Several years ago, then Governor Mike Lowry paid over $ 97,000 to settle a sexual harassment charge. A female employee claimed Lowry had inappropriately touched her. I don’t know Governor Lowry personally and I certainly don’t agree with him politically but anyone who has observed him knows he is an extremely gregarious if not flamboyant personality – a hugging, back slapping politician. I am always a little cautious when I hear such charges especially during an election campaign. While many accusations of sexual indiscretions by politicians prove to be true (Clinton, Gingrich etc.), I am reminded of the observation of a well-known radio host, “It is not a question of guilt or innocence, but the seriousness of the charge that counts.” Or, perception is more important than reality.

Washington State Lands Commissioner Doug Sutherland, running for reelection, fell victim to this recently. In a front page July 16, 2008 article, the Seattle Times headlined a story concerning a complaint against Sutherland by a female employee of inappropriate touching and comments. It was reported that he “touched her back and waist and made suggestive comments that made her uncomfortable.” Mr. Sutherland claimed that he touched her back “after a testy meeting with off road enthusiasts” and commented that she didn’t appear to have “any arrows in her back.”

I wasn’t there so I don’t know where the truth lies. The article does mention that the Times only published the story after it was revealed on a well-known Democrat blog and true to form, the State Democratic Party sent out a condemning news release. For both Lowry and Sutherland, there is no allegation of a pattern of behavior. But that is not important, the damage is done even if the charges are never substantiated.

I knew a manager, many years ago, who was well known by women employees as “one to watch out for.” A woman in my organization once worked for him. She told me he stopped by her desk one day to talk and casually draped his arm over her shoulder letting his fingers rest on her chest. He was over six feet tall, she, under five two. She took his hand and forcefully removed it off her and told him never try that again. He never did.

The point is she took care of the situation herself. Nowadays, lawyers have instilled such a level of fear in companies and managers that even a hint of impropriety is treated as a major offense. It has spawned a whole industry devoted to helping companies and institutions avoid sexual harassment suits. Once accused, it is often better to apologize and pay off the complainant than wage a “he said, she said” fight in which the “he” usually loses. Sadly, as more women enter management, we are seeing sexual harassment suits by male employees against women managers. Maybe it would be better if parents trained their children to be more assertive when they feel someone is treating them inappropriately.

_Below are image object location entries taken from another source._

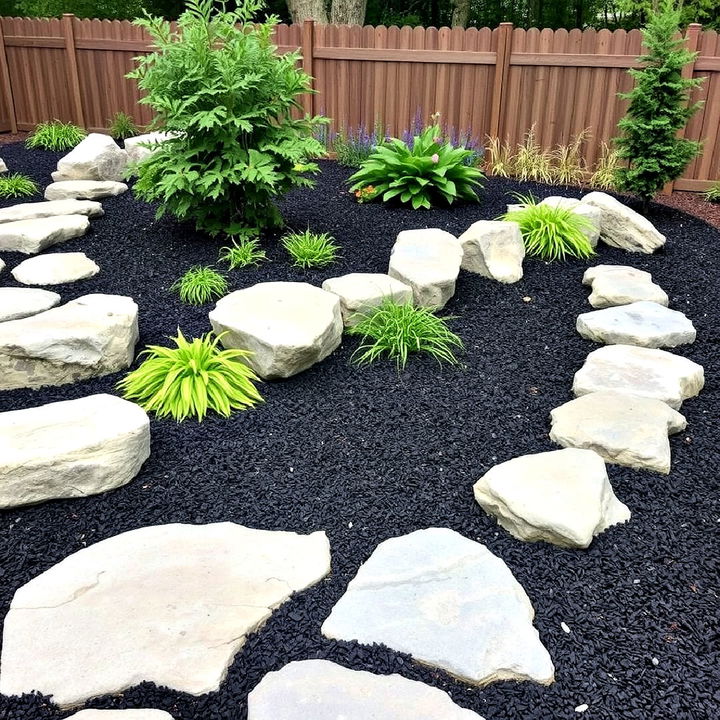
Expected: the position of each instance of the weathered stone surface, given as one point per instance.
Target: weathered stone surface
(645, 324)
(84, 189)
(360, 293)
(91, 336)
(33, 236)
(429, 261)
(55, 269)
(621, 285)
(494, 249)
(640, 371)
(169, 604)
(322, 690)
(96, 157)
(71, 449)
(563, 497)
(288, 326)
(623, 429)
(16, 303)
(448, 602)
(622, 227)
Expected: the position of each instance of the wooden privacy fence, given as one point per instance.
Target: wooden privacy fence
(497, 82)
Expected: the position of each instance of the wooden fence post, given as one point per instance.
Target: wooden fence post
(68, 20)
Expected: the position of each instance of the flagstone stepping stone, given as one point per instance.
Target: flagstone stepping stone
(16, 303)
(622, 227)
(447, 601)
(493, 249)
(644, 323)
(91, 336)
(360, 293)
(288, 326)
(429, 262)
(33, 211)
(322, 690)
(621, 285)
(84, 189)
(69, 449)
(563, 497)
(640, 371)
(34, 236)
(169, 604)
(623, 429)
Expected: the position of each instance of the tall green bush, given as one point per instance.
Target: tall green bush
(219, 86)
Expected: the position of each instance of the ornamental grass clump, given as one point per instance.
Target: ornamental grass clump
(397, 330)
(191, 379)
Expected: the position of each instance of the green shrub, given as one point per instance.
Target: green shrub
(200, 285)
(219, 83)
(191, 379)
(396, 330)
(55, 135)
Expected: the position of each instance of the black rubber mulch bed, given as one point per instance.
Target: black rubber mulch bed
(368, 454)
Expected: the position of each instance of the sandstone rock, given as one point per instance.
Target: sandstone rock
(622, 227)
(288, 326)
(71, 449)
(448, 602)
(91, 336)
(33, 236)
(169, 604)
(494, 249)
(55, 269)
(563, 497)
(644, 323)
(322, 690)
(429, 261)
(640, 371)
(360, 293)
(623, 429)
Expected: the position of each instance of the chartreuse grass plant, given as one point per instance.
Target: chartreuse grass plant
(396, 330)
(191, 379)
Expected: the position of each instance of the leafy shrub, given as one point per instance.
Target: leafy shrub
(219, 83)
(200, 285)
(191, 379)
(55, 135)
(396, 330)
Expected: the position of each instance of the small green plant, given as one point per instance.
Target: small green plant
(309, 249)
(550, 232)
(396, 330)
(55, 135)
(192, 378)
(199, 285)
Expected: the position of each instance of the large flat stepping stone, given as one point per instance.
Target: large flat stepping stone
(622, 227)
(429, 262)
(623, 429)
(288, 326)
(563, 497)
(645, 324)
(493, 249)
(169, 604)
(71, 449)
(640, 371)
(91, 336)
(448, 602)
(34, 236)
(84, 189)
(621, 285)
(361, 293)
(55, 269)
(322, 690)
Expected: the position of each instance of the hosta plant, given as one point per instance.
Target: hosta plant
(192, 378)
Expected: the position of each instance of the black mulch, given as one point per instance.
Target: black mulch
(368, 454)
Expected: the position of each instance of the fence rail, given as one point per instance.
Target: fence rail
(497, 82)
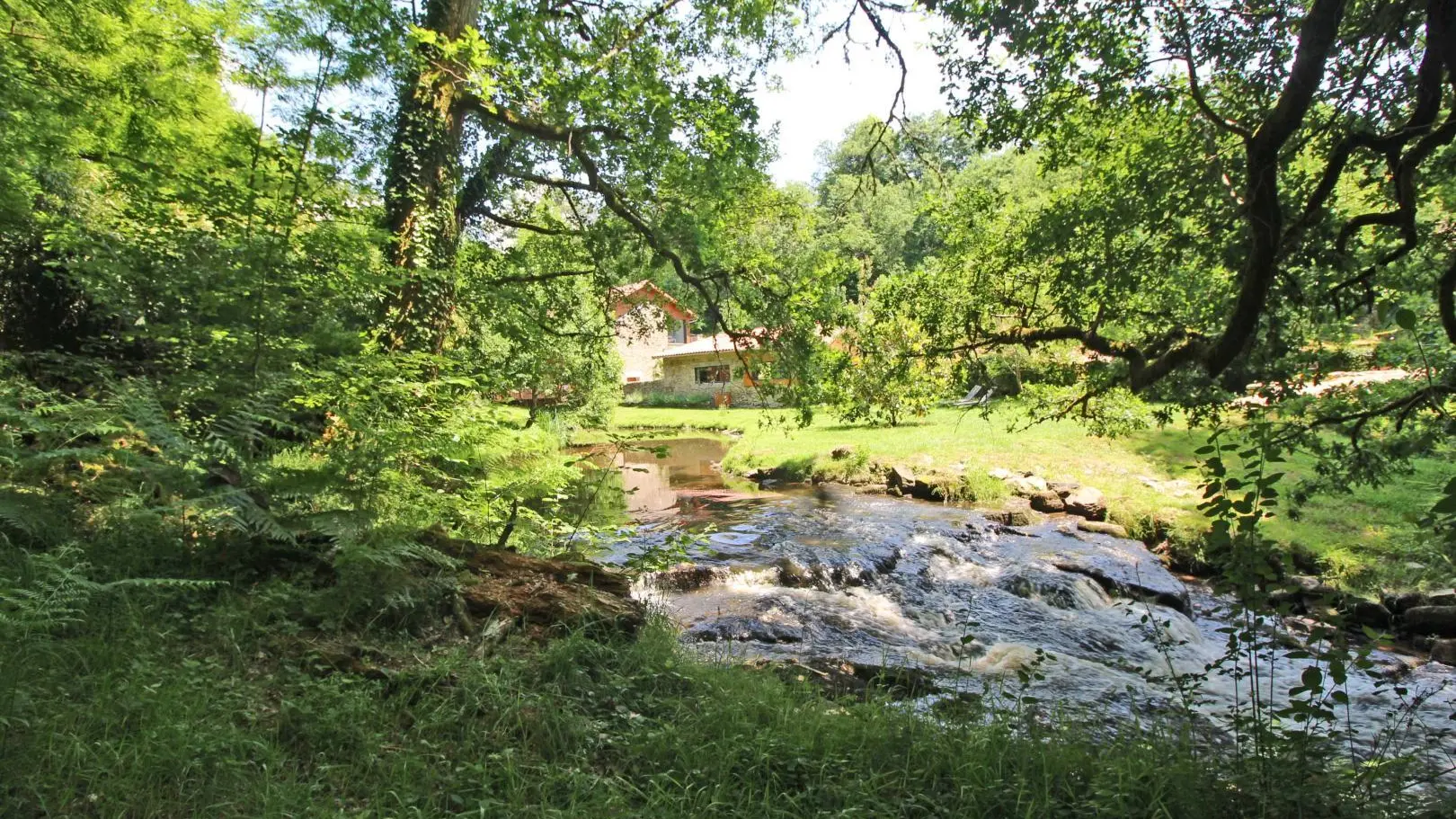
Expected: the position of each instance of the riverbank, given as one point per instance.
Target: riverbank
(244, 710)
(1364, 541)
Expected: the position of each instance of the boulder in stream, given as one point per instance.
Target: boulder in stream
(1047, 500)
(1439, 621)
(1087, 502)
(1120, 565)
(1443, 652)
(1103, 528)
(1017, 512)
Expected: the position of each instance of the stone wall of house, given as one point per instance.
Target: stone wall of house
(679, 378)
(641, 334)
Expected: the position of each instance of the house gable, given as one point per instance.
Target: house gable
(648, 324)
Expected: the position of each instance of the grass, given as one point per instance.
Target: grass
(1364, 539)
(218, 710)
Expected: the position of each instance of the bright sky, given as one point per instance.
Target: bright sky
(821, 95)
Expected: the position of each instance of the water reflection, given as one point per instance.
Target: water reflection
(664, 480)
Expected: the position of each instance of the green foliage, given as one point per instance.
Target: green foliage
(884, 372)
(580, 729)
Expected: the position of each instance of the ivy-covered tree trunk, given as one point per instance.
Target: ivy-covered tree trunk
(422, 182)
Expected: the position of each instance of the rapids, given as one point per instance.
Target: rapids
(819, 573)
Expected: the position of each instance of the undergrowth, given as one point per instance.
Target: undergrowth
(220, 708)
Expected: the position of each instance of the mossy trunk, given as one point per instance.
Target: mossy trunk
(422, 182)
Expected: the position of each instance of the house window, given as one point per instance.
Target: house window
(716, 373)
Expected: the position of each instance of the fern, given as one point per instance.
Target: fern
(49, 592)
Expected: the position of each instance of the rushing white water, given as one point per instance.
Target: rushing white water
(830, 573)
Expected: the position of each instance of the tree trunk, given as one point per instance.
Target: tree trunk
(421, 187)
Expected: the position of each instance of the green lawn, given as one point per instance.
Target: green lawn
(1364, 539)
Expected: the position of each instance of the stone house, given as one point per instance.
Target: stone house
(712, 368)
(661, 354)
(648, 323)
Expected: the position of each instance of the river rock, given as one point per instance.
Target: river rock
(1439, 621)
(1087, 502)
(1367, 612)
(686, 577)
(737, 628)
(1440, 598)
(900, 476)
(1120, 565)
(925, 490)
(1399, 603)
(1103, 528)
(1310, 586)
(544, 592)
(1026, 485)
(1049, 502)
(1443, 652)
(1017, 512)
(1063, 488)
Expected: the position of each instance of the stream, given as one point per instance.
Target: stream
(826, 573)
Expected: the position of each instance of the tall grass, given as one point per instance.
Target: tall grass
(223, 710)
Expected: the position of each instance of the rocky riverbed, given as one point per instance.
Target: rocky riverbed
(830, 577)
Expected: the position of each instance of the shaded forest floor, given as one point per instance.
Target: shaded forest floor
(234, 707)
(1366, 539)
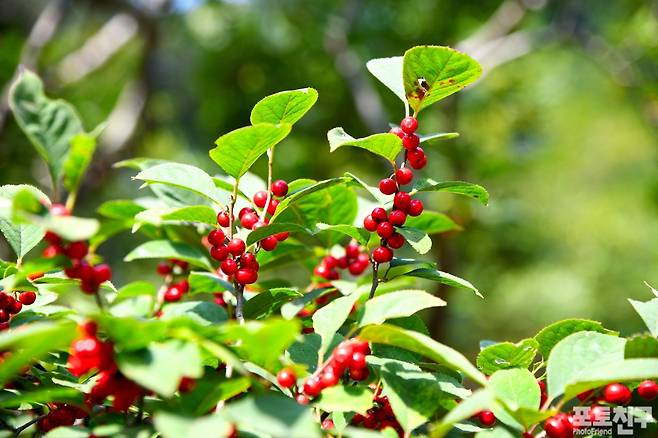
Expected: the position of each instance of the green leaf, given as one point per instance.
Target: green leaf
(444, 278)
(574, 356)
(432, 222)
(279, 227)
(361, 235)
(389, 72)
(166, 249)
(550, 335)
(507, 355)
(49, 124)
(328, 319)
(239, 149)
(272, 415)
(423, 345)
(641, 346)
(78, 159)
(396, 305)
(161, 366)
(341, 398)
(385, 145)
(648, 311)
(409, 390)
(431, 73)
(174, 426)
(418, 239)
(284, 107)
(458, 187)
(186, 177)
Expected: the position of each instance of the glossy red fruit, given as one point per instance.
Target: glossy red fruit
(397, 131)
(385, 229)
(286, 378)
(387, 186)
(269, 243)
(216, 237)
(27, 297)
(369, 223)
(229, 266)
(395, 241)
(616, 393)
(404, 176)
(401, 200)
(648, 390)
(487, 418)
(223, 219)
(381, 254)
(379, 214)
(236, 246)
(280, 188)
(163, 269)
(246, 276)
(260, 198)
(409, 125)
(219, 253)
(415, 207)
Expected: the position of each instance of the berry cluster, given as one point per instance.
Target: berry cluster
(60, 415)
(380, 416)
(89, 353)
(10, 305)
(355, 260)
(379, 220)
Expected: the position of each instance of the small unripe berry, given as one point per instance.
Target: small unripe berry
(280, 188)
(409, 125)
(404, 176)
(381, 254)
(387, 186)
(216, 237)
(415, 207)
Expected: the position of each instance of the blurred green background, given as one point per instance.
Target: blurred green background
(561, 129)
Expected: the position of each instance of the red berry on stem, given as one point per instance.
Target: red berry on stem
(280, 188)
(409, 125)
(387, 186)
(381, 254)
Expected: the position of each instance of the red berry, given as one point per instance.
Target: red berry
(404, 176)
(409, 125)
(616, 393)
(246, 276)
(219, 253)
(77, 250)
(369, 223)
(269, 243)
(229, 266)
(397, 131)
(260, 198)
(385, 229)
(280, 188)
(162, 269)
(223, 219)
(387, 186)
(395, 241)
(236, 246)
(286, 378)
(381, 254)
(27, 297)
(410, 141)
(415, 207)
(401, 200)
(648, 390)
(216, 237)
(487, 418)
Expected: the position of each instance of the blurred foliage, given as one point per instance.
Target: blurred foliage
(561, 129)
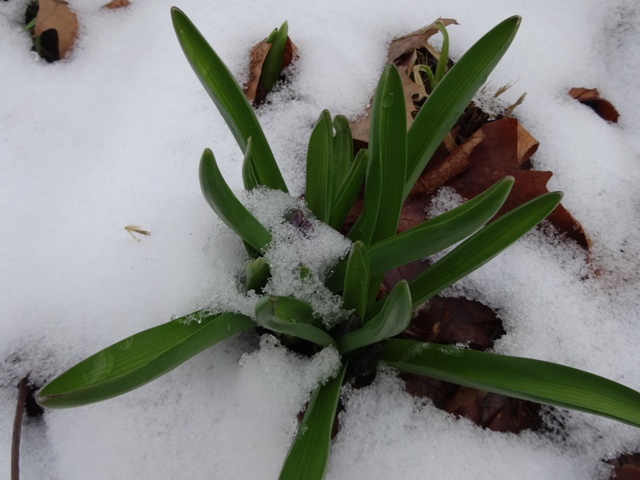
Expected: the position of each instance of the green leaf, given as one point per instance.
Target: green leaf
(441, 67)
(342, 150)
(524, 378)
(256, 274)
(392, 320)
(248, 174)
(227, 206)
(272, 65)
(356, 281)
(140, 358)
(433, 235)
(348, 191)
(319, 178)
(452, 95)
(309, 452)
(229, 98)
(292, 317)
(482, 247)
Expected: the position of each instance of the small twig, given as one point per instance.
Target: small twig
(17, 428)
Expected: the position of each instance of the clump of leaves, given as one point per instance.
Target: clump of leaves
(53, 27)
(388, 169)
(268, 60)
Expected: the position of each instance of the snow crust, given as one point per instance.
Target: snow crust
(111, 136)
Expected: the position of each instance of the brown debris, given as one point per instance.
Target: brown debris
(402, 53)
(255, 92)
(113, 4)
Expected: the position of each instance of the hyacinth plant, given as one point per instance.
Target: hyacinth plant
(388, 169)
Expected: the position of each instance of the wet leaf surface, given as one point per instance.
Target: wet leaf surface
(254, 91)
(591, 98)
(57, 27)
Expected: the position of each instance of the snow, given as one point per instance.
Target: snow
(112, 135)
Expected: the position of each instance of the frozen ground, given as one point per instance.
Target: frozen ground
(112, 136)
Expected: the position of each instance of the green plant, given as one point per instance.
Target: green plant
(434, 78)
(394, 160)
(272, 65)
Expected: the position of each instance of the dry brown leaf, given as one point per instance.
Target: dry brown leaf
(117, 4)
(55, 15)
(591, 97)
(402, 53)
(627, 467)
(255, 92)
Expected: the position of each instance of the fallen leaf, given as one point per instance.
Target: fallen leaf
(506, 150)
(255, 92)
(136, 229)
(58, 25)
(117, 4)
(459, 320)
(591, 97)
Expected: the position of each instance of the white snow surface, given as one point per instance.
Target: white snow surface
(112, 135)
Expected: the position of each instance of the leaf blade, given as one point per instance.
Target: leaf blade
(319, 178)
(228, 98)
(222, 200)
(307, 457)
(291, 316)
(482, 247)
(356, 280)
(434, 235)
(394, 317)
(452, 94)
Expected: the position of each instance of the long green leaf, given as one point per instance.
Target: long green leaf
(319, 178)
(393, 319)
(524, 378)
(388, 140)
(292, 317)
(309, 452)
(356, 281)
(229, 98)
(272, 65)
(433, 235)
(140, 358)
(227, 206)
(452, 95)
(482, 247)
(387, 162)
(348, 192)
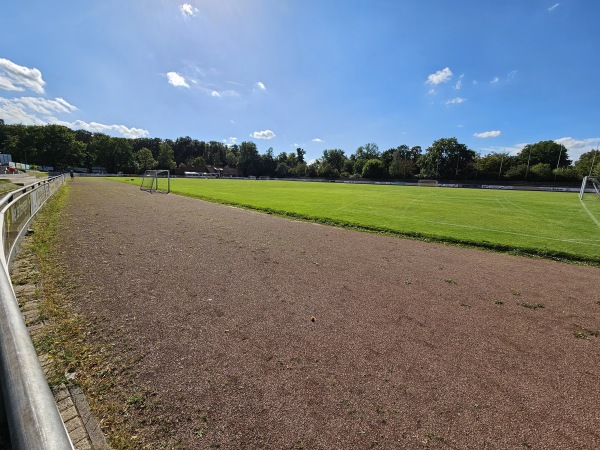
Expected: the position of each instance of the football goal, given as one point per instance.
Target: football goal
(156, 181)
(590, 184)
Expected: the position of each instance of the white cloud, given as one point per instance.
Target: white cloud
(441, 76)
(18, 78)
(488, 134)
(577, 147)
(267, 134)
(96, 127)
(33, 110)
(188, 10)
(455, 101)
(40, 111)
(553, 7)
(177, 80)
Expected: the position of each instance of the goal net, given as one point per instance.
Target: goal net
(590, 184)
(156, 181)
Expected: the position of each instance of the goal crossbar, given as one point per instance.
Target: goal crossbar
(156, 181)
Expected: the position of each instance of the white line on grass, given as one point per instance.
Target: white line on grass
(596, 221)
(575, 241)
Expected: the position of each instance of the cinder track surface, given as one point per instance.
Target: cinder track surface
(259, 332)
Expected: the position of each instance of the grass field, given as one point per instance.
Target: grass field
(548, 224)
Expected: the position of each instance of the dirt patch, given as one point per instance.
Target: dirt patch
(251, 331)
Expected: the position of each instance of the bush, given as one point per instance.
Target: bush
(373, 168)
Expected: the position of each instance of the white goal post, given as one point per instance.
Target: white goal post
(589, 184)
(156, 181)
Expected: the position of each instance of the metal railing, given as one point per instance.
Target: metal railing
(33, 418)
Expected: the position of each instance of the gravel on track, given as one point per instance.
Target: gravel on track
(255, 331)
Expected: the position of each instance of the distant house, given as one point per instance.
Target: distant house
(5, 159)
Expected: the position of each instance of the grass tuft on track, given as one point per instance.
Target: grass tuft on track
(553, 225)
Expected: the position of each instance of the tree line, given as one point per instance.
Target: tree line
(446, 159)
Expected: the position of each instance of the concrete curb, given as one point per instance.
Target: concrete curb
(83, 428)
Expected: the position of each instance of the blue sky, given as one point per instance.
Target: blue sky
(316, 74)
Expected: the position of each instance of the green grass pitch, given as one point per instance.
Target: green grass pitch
(548, 224)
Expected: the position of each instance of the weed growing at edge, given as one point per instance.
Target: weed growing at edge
(533, 306)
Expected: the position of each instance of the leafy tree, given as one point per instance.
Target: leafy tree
(281, 170)
(546, 152)
(166, 158)
(403, 161)
(541, 172)
(335, 158)
(489, 166)
(368, 151)
(516, 172)
(312, 169)
(362, 155)
(183, 149)
(113, 153)
(373, 168)
(446, 159)
(198, 162)
(584, 164)
(326, 170)
(231, 158)
(270, 165)
(249, 159)
(145, 160)
(299, 170)
(565, 174)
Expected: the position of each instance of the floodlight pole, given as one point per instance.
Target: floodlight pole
(593, 162)
(558, 163)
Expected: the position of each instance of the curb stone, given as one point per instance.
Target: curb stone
(83, 428)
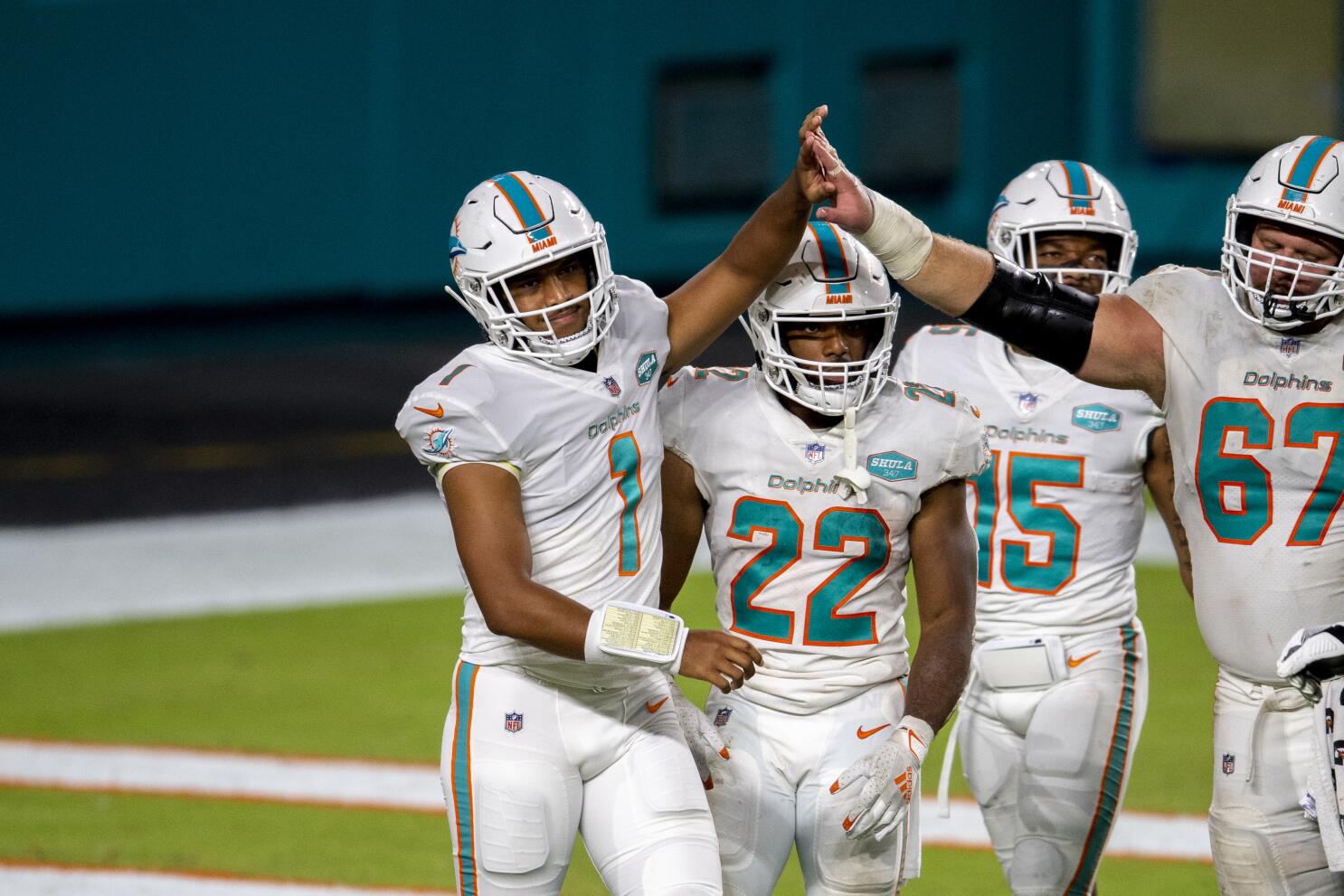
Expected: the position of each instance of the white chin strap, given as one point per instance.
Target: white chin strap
(855, 480)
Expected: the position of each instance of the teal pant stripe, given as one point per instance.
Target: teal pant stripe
(1108, 805)
(464, 686)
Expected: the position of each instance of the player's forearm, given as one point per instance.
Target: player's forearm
(763, 245)
(534, 614)
(938, 672)
(953, 277)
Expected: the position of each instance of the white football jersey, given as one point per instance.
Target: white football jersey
(588, 451)
(808, 574)
(1254, 418)
(1059, 509)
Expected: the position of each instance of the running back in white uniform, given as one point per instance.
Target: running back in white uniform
(779, 524)
(536, 746)
(1058, 516)
(816, 580)
(1255, 418)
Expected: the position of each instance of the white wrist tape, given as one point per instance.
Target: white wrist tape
(632, 635)
(901, 241)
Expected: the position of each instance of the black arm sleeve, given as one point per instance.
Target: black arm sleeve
(1036, 315)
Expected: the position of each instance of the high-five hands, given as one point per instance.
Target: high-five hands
(851, 206)
(812, 180)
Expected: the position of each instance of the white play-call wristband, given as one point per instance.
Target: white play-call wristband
(632, 635)
(901, 241)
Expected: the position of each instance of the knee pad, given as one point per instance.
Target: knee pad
(1245, 862)
(1039, 868)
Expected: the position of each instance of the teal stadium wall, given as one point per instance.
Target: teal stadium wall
(172, 152)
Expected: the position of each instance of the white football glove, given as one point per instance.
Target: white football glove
(700, 735)
(893, 773)
(1312, 655)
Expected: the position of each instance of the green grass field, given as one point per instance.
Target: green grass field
(373, 682)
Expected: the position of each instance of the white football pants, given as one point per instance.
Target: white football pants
(1048, 766)
(525, 765)
(1264, 844)
(776, 790)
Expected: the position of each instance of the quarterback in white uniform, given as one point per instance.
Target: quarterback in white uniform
(1051, 719)
(815, 480)
(546, 447)
(1247, 367)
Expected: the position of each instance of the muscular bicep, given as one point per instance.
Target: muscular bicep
(683, 522)
(942, 548)
(1160, 477)
(1127, 348)
(486, 505)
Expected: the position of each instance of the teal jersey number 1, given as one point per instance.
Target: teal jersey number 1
(624, 456)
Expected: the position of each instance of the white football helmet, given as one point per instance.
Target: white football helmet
(515, 222)
(1062, 196)
(831, 277)
(1299, 183)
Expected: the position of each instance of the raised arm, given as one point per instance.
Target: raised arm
(1160, 476)
(683, 520)
(1108, 340)
(711, 300)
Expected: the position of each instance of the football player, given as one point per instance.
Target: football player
(546, 448)
(1051, 718)
(816, 480)
(1246, 364)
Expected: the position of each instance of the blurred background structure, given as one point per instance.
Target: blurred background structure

As a member of the predator class of humankind (males), I’m sure virtually every one of us has made a comment, told a joke, looked at or even touched a female in a way that made her uncomfortable. And most of us have been told so by word or action and didn’t repeat the behavior. We live in a time of mixed messages. Look at TV. The cable show “Mad Men” about an advertising firm where sexual harassment is the norm was recently nominated for an Emmy. Try the popular show “Friends” and its message of no consequences sex. Advertisements from Viagra to Victoria’s Secret litter the media. No man still breathing will think the same way about a woman he works with professionally after seeing her in a string bikini at an office pool party. None of this excuses boorish behavior nor does it mitigate the harm done by serial abusers who should be punished. But we do need to pause and reflect before we brand a public official with a scarlet letter, especially just before an election.